# What's on your workbench - n scale



## Carl (Feb 19, 2012)

Putting the finishing touches on a scratch-built water tower. A little more paint and then onto the layout.


----------



## xrunner (Jul 29, 2011)

Wow! That's pretty nice. Really nice! :thumbsup:


----------



## Fifer (Apr 21, 2011)

Carl said:


> Putting the finishing touches on a scratch-built water tower. A little more paint and then onto the layout.


Thats a fine looking tower Carl !!!

Mike


----------



## Fifer (Apr 21, 2011)

Here is finally a method I came up with to make N Scale (or HO) yuccas.
I will try to do a how to and post it on our site soon.
It only requires Tan, white and grey craft paint, woodland yellow grass turf, woodland white flowers and silflor summer tufts and thick ACC.

Here are the results on the work bench.










Mike


----------



## Catwagon (Jul 2, 2012)

I love the water tower (kudos!) and those yuccas are excellent!

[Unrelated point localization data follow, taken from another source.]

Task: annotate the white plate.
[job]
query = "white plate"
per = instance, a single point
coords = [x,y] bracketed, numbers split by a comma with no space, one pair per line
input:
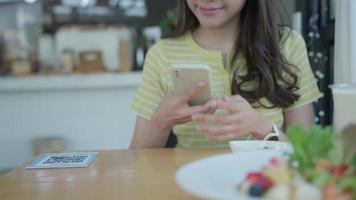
[218,177]
[252,145]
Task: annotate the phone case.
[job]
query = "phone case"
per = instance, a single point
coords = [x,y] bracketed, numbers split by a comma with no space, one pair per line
[185,76]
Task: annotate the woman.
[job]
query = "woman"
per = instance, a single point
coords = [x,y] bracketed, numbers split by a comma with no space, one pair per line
[260,71]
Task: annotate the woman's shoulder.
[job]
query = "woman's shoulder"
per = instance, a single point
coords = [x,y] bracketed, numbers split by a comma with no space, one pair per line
[170,46]
[172,41]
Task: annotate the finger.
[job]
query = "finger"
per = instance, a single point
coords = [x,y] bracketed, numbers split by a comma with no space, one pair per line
[232,107]
[195,110]
[192,92]
[217,129]
[225,137]
[237,98]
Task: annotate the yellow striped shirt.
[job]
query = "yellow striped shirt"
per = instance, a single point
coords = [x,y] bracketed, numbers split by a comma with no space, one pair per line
[156,80]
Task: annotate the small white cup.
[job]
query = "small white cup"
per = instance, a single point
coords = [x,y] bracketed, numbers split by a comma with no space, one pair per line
[255,145]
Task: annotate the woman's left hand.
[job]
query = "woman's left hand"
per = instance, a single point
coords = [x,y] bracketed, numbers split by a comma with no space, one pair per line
[241,120]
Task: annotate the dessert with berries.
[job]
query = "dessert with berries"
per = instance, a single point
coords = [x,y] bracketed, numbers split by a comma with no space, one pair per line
[321,167]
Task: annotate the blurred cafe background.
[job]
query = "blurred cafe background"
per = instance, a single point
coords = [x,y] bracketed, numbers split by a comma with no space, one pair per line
[69,68]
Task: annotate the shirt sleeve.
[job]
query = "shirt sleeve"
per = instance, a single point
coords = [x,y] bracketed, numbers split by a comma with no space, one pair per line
[297,56]
[151,88]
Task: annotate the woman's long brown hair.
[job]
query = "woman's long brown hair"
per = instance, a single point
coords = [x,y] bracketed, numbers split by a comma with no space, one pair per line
[259,41]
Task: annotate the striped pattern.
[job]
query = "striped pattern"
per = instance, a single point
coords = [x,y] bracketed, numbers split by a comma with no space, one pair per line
[156,81]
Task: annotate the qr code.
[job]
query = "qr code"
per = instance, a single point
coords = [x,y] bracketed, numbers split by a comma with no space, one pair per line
[65,159]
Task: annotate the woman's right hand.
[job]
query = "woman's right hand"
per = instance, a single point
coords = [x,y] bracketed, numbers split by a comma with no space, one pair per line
[174,110]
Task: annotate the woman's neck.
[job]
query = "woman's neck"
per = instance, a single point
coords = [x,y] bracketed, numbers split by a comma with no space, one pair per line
[221,39]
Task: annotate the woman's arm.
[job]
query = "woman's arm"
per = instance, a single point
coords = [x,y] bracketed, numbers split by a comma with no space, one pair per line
[148,134]
[303,116]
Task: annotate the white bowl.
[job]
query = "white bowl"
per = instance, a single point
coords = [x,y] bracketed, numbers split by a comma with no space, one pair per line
[253,145]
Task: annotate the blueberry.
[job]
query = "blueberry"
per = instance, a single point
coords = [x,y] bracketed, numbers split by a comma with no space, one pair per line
[256,191]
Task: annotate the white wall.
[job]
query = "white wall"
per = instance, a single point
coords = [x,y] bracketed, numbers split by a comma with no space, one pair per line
[90,111]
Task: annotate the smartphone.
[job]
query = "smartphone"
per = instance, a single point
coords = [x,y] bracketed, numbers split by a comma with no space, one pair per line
[185,76]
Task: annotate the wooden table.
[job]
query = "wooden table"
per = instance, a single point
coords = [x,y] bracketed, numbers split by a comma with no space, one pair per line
[121,174]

The skill level around here really impresses the heck out of me.


----------



## Fifer (Apr 21, 2011)

Catwagon said:


> I love the water tower (kudos!) and those yuccas are excellent!
> 
> The skill level around here really impresses the heck out of me.


Thanks CW good to have you here!

Mike


----------



## Ranger (Mar 4, 2012)

awesome job on the water tower


----------



## gunrunnerjohn (Nov 10, 2010)

Nice work on the water tower, looks great!


----------



## brik-el (Feb 24, 2012)

That is soooooooooooo awesome.

:thumbsup::thumbsup::thumbsup:


----------



## Carl (Feb 19, 2012)

Thank you Gentleman, very much appreciate the comments. 

Now, if Mike Fifer would figure out how to do produce a cactus, I would be a happy camper.


----------



## Catwagon (Jul 2, 2012)

Flax seed glued together and then painted the appropriate color....

edit: Oh wait, that's for HO, sorry.


----------



## Fifer (Apr 21, 2011)

Carl said:


> Thank you Gentleman, very much appreciate the comments.
> 
> Now, if Mike Fifer would figure out how to do produce a cactus, I would be a happy camper.


What Kind ??? 
You could be busy for years !!!!

Mike


----------